What’s the weather today? It’s smiling with some improvements over the weekend
01.03.2012
01.03.2012
12:00 - 13:30
Authors: Simona Baldi (University of Genoa), Luciano Canova (Eni Corporate University) and Gianluca Lentini (University of Milan)
This paper analyses whether individuals are influenced by the weather when reporting subjective well-being. To our knowledge, this is the first attempt to use meteorological variables trying to exploit temporal dimension of the day of the interviews: we basically follow a paper by Akay and Martinsson (2009) which tests the effect of the day of the week in which the interview takes place on subjective well-being. Climate constitutes by definition an exogenous variable with respect to individual answers of respondents to the question about happiness, so that coefficients on the regression may be reasonably interpreted as a causal relationship.
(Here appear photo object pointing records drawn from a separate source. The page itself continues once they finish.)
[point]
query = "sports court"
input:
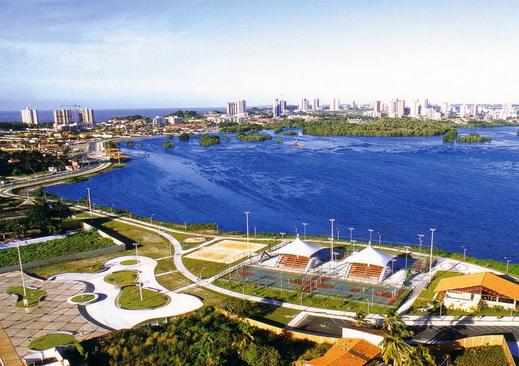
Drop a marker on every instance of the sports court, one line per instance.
(317, 284)
(225, 251)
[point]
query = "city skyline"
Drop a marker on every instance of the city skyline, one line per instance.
(203, 54)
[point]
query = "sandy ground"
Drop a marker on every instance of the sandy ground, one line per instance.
(225, 251)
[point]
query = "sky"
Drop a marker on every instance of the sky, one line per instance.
(138, 54)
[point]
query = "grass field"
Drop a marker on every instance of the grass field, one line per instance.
(121, 278)
(82, 298)
(294, 297)
(129, 298)
(51, 340)
(33, 295)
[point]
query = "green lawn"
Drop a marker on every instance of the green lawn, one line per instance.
(129, 262)
(51, 340)
(82, 298)
(121, 278)
(294, 297)
(129, 298)
(33, 295)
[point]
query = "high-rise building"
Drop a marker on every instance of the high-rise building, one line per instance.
(378, 106)
(304, 105)
(30, 116)
(414, 108)
(335, 104)
(445, 109)
(242, 106)
(239, 107)
(316, 105)
(158, 120)
(62, 117)
(278, 108)
(232, 108)
(86, 117)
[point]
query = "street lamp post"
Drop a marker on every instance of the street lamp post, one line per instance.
(331, 232)
(430, 256)
(247, 224)
(420, 238)
(89, 202)
(25, 302)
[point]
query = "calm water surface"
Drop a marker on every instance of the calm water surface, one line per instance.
(399, 187)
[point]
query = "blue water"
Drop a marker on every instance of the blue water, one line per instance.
(399, 187)
(101, 115)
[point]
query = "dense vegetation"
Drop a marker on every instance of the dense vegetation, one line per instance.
(133, 118)
(393, 127)
(253, 137)
(232, 127)
(471, 138)
(47, 218)
(208, 140)
(205, 337)
(77, 243)
(28, 162)
(185, 114)
(488, 355)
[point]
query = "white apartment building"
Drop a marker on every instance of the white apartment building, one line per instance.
(29, 116)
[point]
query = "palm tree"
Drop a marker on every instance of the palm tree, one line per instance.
(396, 351)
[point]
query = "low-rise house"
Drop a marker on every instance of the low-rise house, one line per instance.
(469, 292)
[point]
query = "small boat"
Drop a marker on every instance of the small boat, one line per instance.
(298, 144)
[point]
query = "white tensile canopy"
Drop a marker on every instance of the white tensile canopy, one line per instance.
(370, 256)
(299, 248)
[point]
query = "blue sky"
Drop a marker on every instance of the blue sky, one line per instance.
(117, 54)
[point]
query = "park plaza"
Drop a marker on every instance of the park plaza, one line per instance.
(466, 292)
(367, 265)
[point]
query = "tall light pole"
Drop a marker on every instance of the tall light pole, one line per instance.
(508, 260)
(420, 239)
(331, 232)
(89, 202)
(430, 256)
(247, 224)
(25, 303)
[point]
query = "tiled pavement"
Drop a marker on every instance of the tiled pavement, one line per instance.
(53, 313)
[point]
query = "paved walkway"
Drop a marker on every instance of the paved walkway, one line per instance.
(106, 311)
(53, 314)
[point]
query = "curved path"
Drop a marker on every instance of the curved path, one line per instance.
(105, 310)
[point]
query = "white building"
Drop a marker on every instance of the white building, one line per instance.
(158, 120)
(304, 106)
(86, 117)
(174, 120)
(62, 118)
(30, 116)
(316, 106)
(335, 104)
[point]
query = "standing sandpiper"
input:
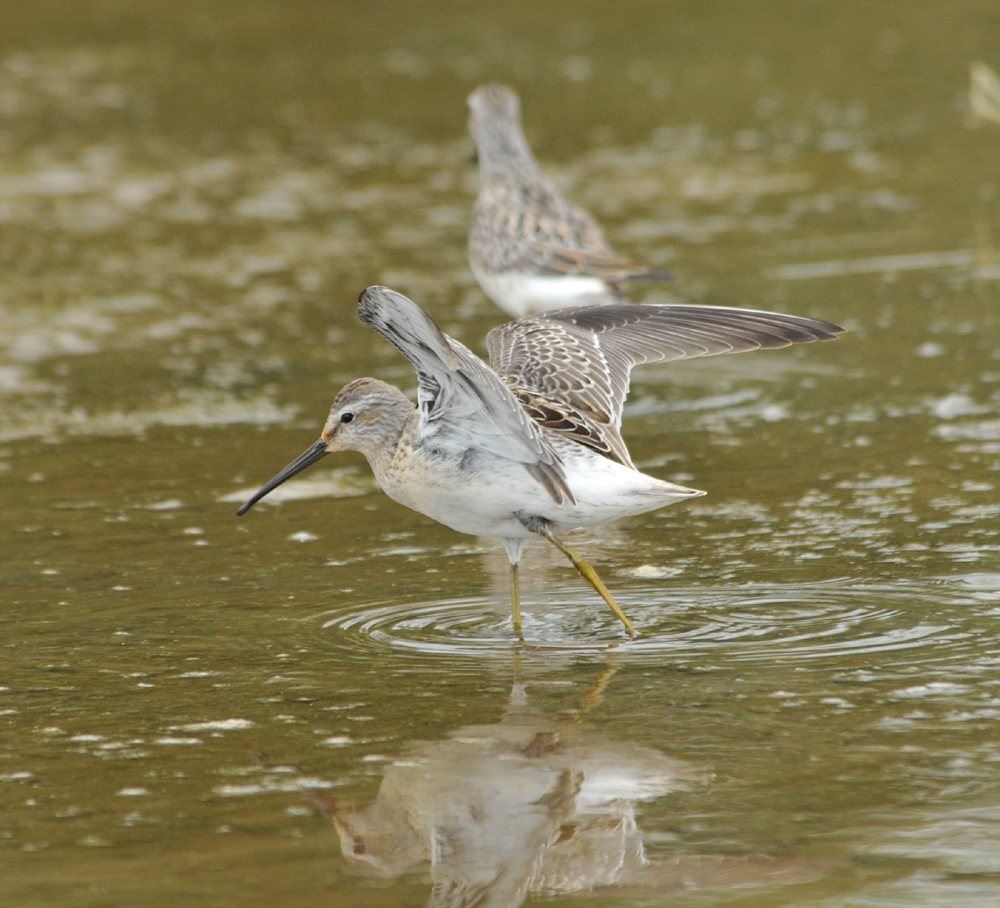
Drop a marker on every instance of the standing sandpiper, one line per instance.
(529, 248)
(528, 445)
First, we combine climate data provided by the Department of Physics of the University of Milan with Bank of Italy’s Survey on Household Income and Wealth (SHIW) 2006, in order to create an original dataset containing both information on climate and on subjective well-being. Climate data, at daily resolution, refer to: precipitation amount, relative humidity, sunlight (in terms of relative eliophany) and temperature. We exploit the temporal dimension (day of the interview) to try and detect the impact of the weather on the well-being of a sub-sample of respondents, contained in SHIW, who answer a question related to subjective well-being. To make it clear, we answer both questions: "What is the effect of the weather, today, on happiness, today?" and "What’s the effect of the change in weather today, with respect to previous days, on happiness, today?". By controlling a set of observed individual characteristics, we run an ordered probit using as dependent variable the answer to the question of subjective well-being and we find a positive effect of sunlight and a negative effect of increasing temperature.